The Umbrella - Jan Brett (2004)

        Lush rainforests are quite a sight to see. Don't worry, if you can't see one up close. Open this book and you will be right there.

An Animal Safari

        A boy (Carlos) walks into cloud forest, with his umbrella (Not just any ordinary umbrella, it's a picturesque umbrella, with a sturdy, curvy wooden stem adjoined with stitched huge green leaves). Carlos climbs up a tree, leaving his umbrella down, in the hope of seeing the animals.

         When Carlos is up in the tree, with no animals in sight, his umbrella gets an unexpected guest. A tree frog occupies the puddle, collected from dripping rain, in his upside down umbrella. Soon Froggy is joined by Toucan, Kinkajou, Baby Tapir and the list goes up to Jaguar and finally, Hummingbird.

After all the limited space constraints in the umbrella, who finally gets the place in umbrella? Is Carlos able to see at least one animal, he wished to see?

My Comments:

         It has been three years, since I read 'The Mitten' by Jan Brett, to my kids. So, when we read this book last week, my first thought was "Why didn't I read more of this author's books already?". Because, everything my kids love in a book, (repetitive storytelling, stunning visuals, unique animals that does not often occur in other books) are all in this book.

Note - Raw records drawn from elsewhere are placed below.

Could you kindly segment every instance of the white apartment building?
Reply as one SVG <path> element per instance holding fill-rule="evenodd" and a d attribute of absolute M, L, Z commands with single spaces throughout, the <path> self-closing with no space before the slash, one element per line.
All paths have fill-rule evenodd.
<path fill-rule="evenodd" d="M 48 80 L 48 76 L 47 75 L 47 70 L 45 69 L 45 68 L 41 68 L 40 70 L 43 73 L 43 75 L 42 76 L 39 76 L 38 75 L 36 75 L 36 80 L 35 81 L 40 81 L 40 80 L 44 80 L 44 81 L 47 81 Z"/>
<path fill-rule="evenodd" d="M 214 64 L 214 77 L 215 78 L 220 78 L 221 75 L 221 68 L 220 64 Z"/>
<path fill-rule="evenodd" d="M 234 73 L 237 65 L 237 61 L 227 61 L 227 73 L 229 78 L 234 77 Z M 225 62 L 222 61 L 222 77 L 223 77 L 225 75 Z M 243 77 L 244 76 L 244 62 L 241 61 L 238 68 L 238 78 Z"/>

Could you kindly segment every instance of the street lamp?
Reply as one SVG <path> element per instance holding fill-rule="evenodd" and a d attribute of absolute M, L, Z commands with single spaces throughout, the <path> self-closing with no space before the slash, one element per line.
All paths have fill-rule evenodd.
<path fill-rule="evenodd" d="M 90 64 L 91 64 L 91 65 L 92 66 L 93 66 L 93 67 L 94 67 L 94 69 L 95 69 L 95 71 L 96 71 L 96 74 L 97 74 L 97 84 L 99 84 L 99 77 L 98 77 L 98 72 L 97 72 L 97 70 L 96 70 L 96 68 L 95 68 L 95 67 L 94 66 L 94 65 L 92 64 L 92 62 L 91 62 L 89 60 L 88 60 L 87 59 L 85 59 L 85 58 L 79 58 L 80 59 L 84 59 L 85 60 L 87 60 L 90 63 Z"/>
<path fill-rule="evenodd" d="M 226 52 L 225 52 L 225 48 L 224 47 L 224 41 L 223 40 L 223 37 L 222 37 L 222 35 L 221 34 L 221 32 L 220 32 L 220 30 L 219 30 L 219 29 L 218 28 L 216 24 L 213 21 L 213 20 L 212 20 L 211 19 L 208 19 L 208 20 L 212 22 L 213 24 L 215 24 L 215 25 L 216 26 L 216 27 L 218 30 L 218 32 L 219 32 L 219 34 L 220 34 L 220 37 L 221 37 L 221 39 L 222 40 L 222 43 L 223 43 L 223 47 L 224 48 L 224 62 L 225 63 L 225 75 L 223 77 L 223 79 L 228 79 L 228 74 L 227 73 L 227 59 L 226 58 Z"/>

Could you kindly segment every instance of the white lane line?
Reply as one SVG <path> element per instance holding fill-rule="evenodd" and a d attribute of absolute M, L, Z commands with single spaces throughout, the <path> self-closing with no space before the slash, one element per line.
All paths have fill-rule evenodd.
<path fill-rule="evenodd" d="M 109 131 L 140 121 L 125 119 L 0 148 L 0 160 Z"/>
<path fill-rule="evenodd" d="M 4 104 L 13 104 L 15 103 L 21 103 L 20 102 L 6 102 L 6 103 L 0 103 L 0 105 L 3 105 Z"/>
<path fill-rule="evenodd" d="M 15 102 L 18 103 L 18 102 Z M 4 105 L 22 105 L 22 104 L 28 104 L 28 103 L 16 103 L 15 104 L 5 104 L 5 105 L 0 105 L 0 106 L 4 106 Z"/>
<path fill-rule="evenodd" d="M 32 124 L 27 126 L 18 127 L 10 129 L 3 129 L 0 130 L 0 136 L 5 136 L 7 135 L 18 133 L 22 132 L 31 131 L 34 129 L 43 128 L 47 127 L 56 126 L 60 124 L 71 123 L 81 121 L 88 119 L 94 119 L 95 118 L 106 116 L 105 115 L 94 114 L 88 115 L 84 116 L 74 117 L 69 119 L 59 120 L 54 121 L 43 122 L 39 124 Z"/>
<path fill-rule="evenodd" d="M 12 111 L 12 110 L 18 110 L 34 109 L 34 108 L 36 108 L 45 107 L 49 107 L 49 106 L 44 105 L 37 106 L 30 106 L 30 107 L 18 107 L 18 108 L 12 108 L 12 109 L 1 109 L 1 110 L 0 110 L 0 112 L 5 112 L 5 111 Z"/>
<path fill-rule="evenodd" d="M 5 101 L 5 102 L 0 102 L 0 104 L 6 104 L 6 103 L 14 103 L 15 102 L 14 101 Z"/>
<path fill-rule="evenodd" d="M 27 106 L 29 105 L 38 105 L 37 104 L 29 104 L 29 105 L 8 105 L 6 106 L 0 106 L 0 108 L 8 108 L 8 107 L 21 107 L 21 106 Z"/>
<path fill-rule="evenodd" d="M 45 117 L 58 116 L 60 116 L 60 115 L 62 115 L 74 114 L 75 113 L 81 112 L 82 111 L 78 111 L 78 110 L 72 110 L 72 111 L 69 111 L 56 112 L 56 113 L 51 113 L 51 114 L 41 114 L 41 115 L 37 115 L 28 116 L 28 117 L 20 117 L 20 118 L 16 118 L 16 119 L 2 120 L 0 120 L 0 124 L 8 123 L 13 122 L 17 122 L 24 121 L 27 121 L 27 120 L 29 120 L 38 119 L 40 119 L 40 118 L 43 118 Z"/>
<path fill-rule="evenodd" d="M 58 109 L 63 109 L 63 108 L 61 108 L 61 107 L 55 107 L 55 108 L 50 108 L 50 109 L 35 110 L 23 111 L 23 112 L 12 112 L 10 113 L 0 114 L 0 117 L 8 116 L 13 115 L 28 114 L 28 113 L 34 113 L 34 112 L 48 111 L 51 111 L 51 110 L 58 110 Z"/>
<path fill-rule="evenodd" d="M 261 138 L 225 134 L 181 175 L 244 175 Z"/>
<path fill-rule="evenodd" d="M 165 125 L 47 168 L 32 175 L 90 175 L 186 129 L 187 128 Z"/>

          How many shades of green, could you find in a color palette? I believe, Jan Brett's extensive artworks have created every shade in this book, that captures the beauty of leafy world. The animal camouflage in the endpapers and vine shaped frames in each page can arrest your eyes, for sure. But, what made me wonder most, is the leaf shaped window pane in the ends of each page. While one shows what Carlos is doing, the other pane sneak peeks what is going to happen next. Advancing a story in three different levels in a single page is an impressive concept.

          On the other hand, the storyline of this book is very similar to the book 'The Mitten', except for the setting and animals. But, my kids are not going to bother about it. With the lovely iterative storytelling and vibrant pictures, they can endlessly love this book.